London Princess Diana should be remembered as a loving, down-to-earth mother, Prince Harry said Friday at a memorial service where a bishop urged an end to a decade of bitterness over her death and her broken marriage.
The service organized by Prince William and Prince Harry climaxed a week of recalling Diana's life and re-fighting old battles, albeit in a far lower key than the emotional tidal wave that swept over Britain following her death 10 years ago.
In his eulogy, Harry said it was important "that we remember our mother as she would wish to be remembered, as she was: fun-loving, generous, down to earth and entirely genuine."
The service went off with typical royal dignity, following published criticism from one of Diana's friends that persuaded Prince Charles' second wife, Camilla, to abandon plans of attending. To the princess, her close friends and legions of Dianaphiles, Camilla was the other woman who destroyed the marriage.
Richard Chartres, the bishop of London, called for an end to the sniping.
"Still 10 years after her tragic death there are regular reports of 'fury' at this or that incident and the princess's memory is used for scoring points. Let it end here," Chartres said.
"Let this service mark the point at which we let her rest in peace and dwell on her memory with thanksgiving and compassion."
Diana's face still sells magazines and newspapers, and her story inspires an unending stream of books.
A formal inquest into her death opens later this year. Mohamed al Fayed, whose son died with Diana in the car crash in Paris, has deployed a high-paid legal team to argue his belief that the couple were the victims of an Establishment conspiracy led by the queen's husband, Prince Philip.

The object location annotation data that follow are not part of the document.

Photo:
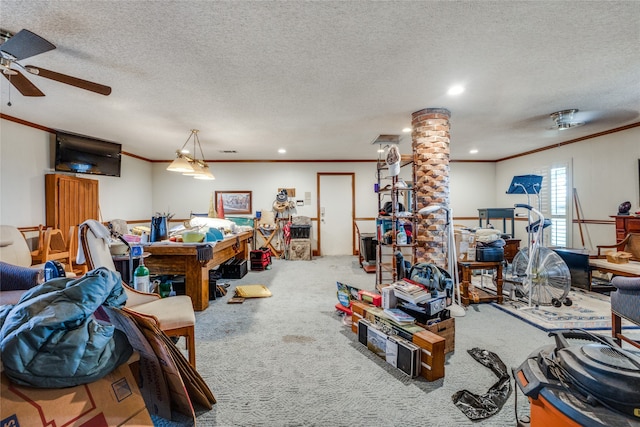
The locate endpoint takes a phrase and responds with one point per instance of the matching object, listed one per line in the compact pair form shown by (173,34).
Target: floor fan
(456,308)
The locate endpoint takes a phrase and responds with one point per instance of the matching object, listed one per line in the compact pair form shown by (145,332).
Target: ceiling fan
(25,44)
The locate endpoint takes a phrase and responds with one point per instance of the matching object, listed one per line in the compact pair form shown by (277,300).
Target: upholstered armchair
(625,303)
(15,280)
(174,315)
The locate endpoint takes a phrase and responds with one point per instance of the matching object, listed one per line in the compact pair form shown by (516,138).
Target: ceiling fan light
(180,164)
(206,174)
(196,169)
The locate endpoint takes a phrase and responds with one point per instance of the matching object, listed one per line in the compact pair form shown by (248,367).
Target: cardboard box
(113,400)
(370,297)
(447,330)
(618,257)
(465,245)
(432,354)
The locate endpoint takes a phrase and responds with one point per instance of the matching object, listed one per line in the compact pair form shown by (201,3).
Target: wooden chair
(53,248)
(625,304)
(173,315)
(72,247)
(631,244)
(37,252)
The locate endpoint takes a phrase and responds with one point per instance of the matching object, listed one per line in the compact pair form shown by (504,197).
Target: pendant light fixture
(188,164)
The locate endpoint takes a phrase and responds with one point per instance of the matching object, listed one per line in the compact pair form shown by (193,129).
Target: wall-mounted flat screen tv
(84,154)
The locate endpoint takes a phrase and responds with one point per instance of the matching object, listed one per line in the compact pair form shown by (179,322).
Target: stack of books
(410,292)
(399,316)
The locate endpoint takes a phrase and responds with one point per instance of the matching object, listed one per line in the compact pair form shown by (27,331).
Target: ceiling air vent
(564,119)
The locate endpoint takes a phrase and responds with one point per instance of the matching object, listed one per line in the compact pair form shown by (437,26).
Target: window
(555,204)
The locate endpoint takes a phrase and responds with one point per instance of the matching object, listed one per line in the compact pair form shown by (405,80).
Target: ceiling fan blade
(73,81)
(24,86)
(25,44)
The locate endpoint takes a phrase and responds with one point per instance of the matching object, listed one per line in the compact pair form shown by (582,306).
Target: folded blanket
(51,338)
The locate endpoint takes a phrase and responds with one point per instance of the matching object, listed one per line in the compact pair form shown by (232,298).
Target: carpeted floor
(290,360)
(589,310)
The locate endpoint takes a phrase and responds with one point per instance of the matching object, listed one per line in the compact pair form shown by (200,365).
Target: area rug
(589,311)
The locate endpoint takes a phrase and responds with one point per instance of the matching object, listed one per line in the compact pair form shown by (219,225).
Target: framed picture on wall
(234,202)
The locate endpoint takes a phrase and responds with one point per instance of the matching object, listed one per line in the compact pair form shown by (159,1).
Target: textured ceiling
(324,79)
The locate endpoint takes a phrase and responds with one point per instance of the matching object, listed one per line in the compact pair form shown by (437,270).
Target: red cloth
(220,207)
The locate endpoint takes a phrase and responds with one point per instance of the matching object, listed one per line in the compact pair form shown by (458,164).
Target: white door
(335,193)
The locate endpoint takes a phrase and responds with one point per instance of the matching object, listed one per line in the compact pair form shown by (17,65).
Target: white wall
(605,174)
(26,156)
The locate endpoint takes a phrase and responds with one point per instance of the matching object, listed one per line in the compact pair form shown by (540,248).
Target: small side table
(466,267)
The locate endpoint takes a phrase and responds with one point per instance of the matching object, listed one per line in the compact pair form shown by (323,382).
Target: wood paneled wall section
(70,201)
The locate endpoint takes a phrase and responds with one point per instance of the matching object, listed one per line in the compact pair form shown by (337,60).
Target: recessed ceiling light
(455,90)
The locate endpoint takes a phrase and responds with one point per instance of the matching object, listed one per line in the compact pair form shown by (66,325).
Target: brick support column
(430,142)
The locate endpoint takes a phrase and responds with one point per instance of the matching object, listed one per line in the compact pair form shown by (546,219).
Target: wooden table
(182,259)
(466,267)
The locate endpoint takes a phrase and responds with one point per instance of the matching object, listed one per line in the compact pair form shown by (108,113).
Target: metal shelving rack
(386,263)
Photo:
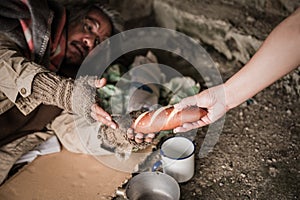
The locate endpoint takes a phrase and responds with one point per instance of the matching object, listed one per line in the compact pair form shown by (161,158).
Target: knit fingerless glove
(73,97)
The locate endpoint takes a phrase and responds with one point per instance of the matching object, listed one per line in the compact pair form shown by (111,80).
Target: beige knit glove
(73,97)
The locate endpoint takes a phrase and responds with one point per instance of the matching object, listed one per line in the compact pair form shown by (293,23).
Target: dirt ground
(257,155)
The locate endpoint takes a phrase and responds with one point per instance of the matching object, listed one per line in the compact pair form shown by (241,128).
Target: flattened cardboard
(67,175)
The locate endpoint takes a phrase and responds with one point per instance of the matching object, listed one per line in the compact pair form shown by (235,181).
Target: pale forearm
(279,54)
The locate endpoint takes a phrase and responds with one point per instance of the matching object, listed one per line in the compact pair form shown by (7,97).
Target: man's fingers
(100,115)
(100,83)
(139,137)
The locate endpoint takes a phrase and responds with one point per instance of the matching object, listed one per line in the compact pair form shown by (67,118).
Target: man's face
(85,34)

A poll commissioned by Channel 4 television found that 25 percent of the public believes Diana was murdered. The telephone poll of 1,016 adults conducted this week had a margin of error of plus or minus three percentage points.
Queen Elizabeth II and Prince Philip were among the 500 people in the chapel. Prince Edward, Charles' younger brother, and his sister, Princess Anne, also were there, as were Prime Minister Gordon Brown, former prime ministers John Major and Tony Blair, and representatives of 110 charities Diana supported.